Si, aujourd’hui, le segment des coupés sport compacts est presque entièrement éteint, la situation était bien différente au tournant des années 1990. À l’époque, ces modèles étaient tellement populaires, que presque tous les constructeurs en proposaient un.
Honda Prelude, Acura Integra, Mazda MX-6, Isuzu Impulse, Nissan 240 SX, Toyota Celica, Eagle Talon, Ford Probe, Chevrolet Beretta; ces modèles ont gravé d’éternels souvenirs dans l’esprit d’une génération entière de passionnés de conduite. Ils étaient appréciés pour leur bas prix mais aussi pour leur design et les performances qu’ils offraient. D’ailleurs, la concurrence est devenue tellement féroce dans ce créneau, qu’une guerre de puissance s’est rapidement manifestée, et chaque constructeur tentait d’innover pour battre ses rivaux.

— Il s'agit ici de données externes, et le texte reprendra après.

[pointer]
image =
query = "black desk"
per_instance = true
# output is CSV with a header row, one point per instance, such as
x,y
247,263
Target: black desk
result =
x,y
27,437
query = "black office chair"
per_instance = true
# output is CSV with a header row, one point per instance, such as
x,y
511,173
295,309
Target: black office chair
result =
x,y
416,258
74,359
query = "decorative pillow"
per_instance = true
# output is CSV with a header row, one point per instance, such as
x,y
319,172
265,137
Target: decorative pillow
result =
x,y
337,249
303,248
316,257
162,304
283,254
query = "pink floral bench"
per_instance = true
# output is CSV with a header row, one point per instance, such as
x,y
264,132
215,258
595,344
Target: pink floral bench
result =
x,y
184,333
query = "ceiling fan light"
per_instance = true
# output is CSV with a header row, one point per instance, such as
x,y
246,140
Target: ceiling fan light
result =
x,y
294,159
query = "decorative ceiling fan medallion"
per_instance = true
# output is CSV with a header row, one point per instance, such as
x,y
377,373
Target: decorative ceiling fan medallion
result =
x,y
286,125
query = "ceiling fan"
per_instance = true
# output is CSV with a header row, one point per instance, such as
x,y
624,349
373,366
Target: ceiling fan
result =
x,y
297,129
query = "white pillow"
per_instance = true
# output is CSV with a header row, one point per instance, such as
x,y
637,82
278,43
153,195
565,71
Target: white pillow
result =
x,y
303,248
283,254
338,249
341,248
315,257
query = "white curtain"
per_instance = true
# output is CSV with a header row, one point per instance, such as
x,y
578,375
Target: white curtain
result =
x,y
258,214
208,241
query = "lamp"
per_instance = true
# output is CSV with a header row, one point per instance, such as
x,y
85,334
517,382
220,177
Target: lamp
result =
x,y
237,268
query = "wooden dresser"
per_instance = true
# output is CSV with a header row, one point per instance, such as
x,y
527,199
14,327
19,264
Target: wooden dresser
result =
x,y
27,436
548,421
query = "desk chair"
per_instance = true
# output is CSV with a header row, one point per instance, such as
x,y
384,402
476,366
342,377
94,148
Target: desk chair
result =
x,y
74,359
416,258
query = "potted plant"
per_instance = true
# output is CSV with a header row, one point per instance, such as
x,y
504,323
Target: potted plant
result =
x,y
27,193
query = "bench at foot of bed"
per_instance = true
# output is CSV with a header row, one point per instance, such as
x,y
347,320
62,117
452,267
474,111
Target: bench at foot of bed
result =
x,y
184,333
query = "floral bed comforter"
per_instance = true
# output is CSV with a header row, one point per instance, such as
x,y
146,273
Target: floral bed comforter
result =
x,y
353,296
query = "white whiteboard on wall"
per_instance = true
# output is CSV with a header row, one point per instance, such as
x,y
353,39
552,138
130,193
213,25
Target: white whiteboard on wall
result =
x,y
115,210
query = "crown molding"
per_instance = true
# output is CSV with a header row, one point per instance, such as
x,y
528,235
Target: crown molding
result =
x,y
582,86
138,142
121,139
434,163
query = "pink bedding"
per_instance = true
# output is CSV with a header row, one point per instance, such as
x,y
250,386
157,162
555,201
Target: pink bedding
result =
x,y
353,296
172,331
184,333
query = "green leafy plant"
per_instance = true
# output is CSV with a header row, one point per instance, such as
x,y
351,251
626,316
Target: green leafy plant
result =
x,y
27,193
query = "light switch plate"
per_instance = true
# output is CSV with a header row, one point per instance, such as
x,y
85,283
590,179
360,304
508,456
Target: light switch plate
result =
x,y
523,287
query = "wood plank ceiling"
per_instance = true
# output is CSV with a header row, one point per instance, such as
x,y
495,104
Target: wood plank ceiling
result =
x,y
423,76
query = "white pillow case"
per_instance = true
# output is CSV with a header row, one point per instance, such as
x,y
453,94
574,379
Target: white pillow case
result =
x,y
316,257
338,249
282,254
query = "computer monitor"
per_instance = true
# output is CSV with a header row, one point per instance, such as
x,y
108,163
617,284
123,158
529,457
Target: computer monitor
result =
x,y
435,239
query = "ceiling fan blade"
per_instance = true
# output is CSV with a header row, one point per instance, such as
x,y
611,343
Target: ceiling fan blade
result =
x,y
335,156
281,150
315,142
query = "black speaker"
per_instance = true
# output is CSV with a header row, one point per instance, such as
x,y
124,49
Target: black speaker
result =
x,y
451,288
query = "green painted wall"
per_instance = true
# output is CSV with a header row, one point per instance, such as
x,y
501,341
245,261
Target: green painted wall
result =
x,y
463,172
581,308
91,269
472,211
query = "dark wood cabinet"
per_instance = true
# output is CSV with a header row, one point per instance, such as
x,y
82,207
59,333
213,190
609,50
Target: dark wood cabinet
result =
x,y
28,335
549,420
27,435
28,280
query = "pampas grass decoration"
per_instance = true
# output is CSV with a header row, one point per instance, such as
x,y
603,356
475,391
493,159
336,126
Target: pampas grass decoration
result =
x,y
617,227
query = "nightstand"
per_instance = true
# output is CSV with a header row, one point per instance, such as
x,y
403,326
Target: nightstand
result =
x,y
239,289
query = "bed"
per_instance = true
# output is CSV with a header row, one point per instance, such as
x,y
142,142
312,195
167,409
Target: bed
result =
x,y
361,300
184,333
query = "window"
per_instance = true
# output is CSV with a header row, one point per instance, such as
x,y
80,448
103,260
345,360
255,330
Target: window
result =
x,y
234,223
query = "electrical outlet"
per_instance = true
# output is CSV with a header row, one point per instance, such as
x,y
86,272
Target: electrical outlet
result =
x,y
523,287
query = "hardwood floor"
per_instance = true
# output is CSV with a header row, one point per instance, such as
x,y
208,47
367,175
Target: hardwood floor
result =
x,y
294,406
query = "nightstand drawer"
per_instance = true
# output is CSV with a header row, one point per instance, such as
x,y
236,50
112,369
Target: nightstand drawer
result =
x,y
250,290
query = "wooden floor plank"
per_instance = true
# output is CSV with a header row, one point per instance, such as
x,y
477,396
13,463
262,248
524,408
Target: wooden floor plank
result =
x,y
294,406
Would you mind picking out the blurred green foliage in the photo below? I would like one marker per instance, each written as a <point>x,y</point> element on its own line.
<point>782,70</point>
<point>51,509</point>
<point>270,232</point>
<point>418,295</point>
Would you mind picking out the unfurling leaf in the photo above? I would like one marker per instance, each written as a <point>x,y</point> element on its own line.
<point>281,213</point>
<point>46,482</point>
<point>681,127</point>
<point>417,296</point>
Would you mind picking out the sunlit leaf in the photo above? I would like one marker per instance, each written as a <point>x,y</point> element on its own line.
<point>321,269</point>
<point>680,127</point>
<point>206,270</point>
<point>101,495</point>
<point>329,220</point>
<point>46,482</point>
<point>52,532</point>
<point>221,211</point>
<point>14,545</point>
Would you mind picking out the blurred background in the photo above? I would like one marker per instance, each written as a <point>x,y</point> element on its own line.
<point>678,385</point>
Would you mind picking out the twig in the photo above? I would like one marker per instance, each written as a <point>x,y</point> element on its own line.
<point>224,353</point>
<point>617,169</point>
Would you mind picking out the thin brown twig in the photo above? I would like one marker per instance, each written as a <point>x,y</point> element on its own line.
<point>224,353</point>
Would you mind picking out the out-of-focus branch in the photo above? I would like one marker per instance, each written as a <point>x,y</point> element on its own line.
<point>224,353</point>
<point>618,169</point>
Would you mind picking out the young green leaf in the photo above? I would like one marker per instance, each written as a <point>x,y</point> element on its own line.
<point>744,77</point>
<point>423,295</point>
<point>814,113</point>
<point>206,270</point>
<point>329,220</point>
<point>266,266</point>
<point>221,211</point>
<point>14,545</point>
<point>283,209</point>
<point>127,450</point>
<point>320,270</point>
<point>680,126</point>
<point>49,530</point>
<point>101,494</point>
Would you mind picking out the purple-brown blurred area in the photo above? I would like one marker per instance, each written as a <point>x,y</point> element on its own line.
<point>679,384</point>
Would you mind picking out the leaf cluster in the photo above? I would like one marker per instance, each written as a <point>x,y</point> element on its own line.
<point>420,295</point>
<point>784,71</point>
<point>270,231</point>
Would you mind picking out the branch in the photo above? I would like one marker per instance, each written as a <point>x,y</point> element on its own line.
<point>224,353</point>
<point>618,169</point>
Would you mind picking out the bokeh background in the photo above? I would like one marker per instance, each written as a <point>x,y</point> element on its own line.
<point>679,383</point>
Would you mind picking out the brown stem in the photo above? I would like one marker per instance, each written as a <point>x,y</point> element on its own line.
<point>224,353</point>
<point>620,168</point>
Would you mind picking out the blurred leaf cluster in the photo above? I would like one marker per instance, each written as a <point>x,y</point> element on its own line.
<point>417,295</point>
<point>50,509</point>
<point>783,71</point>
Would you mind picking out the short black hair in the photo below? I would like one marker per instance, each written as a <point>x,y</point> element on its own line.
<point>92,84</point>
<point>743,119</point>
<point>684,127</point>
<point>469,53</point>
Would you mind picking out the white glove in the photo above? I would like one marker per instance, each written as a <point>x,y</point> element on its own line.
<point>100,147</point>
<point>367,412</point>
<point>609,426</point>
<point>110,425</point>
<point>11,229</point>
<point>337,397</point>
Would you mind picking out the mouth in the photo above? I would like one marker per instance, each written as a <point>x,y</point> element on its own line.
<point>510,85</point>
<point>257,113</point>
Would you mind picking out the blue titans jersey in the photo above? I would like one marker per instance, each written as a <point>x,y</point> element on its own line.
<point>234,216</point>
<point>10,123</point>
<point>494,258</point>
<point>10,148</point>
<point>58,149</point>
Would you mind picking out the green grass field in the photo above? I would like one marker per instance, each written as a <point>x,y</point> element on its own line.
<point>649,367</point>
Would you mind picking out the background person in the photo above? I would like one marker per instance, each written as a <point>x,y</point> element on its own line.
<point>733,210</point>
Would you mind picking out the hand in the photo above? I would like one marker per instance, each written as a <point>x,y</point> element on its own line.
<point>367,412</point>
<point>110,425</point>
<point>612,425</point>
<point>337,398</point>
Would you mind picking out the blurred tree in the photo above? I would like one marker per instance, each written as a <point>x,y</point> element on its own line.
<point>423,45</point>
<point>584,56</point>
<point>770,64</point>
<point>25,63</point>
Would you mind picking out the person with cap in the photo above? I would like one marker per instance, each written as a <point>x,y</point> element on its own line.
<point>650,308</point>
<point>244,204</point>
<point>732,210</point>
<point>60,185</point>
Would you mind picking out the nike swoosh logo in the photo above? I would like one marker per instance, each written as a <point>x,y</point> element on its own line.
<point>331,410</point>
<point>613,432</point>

La Volkswagen Corrado, commercialisée chez nous de 1989 à 1995, est sans doute le modèle qui a le plus marqué le segment. Revisitons-la dans sa version VR6, d’année modèle 1993, afin de nous rappeler d’une époque où Volkswagen avait misé gros pour surpasser une solide concurrence .
Histoire du modèle
La Corrado n’était pas le premier coupé sport signé Volkswagen. Elle suivait les traces de la Scirocco, commercialisée du milieu des années 1970 jusqu’à la fin des années 1980. Ce modèle, qui avait remplacé la Karmann Ghia, a perduré pendant deux générations pour enfin s’éteindre en 1989.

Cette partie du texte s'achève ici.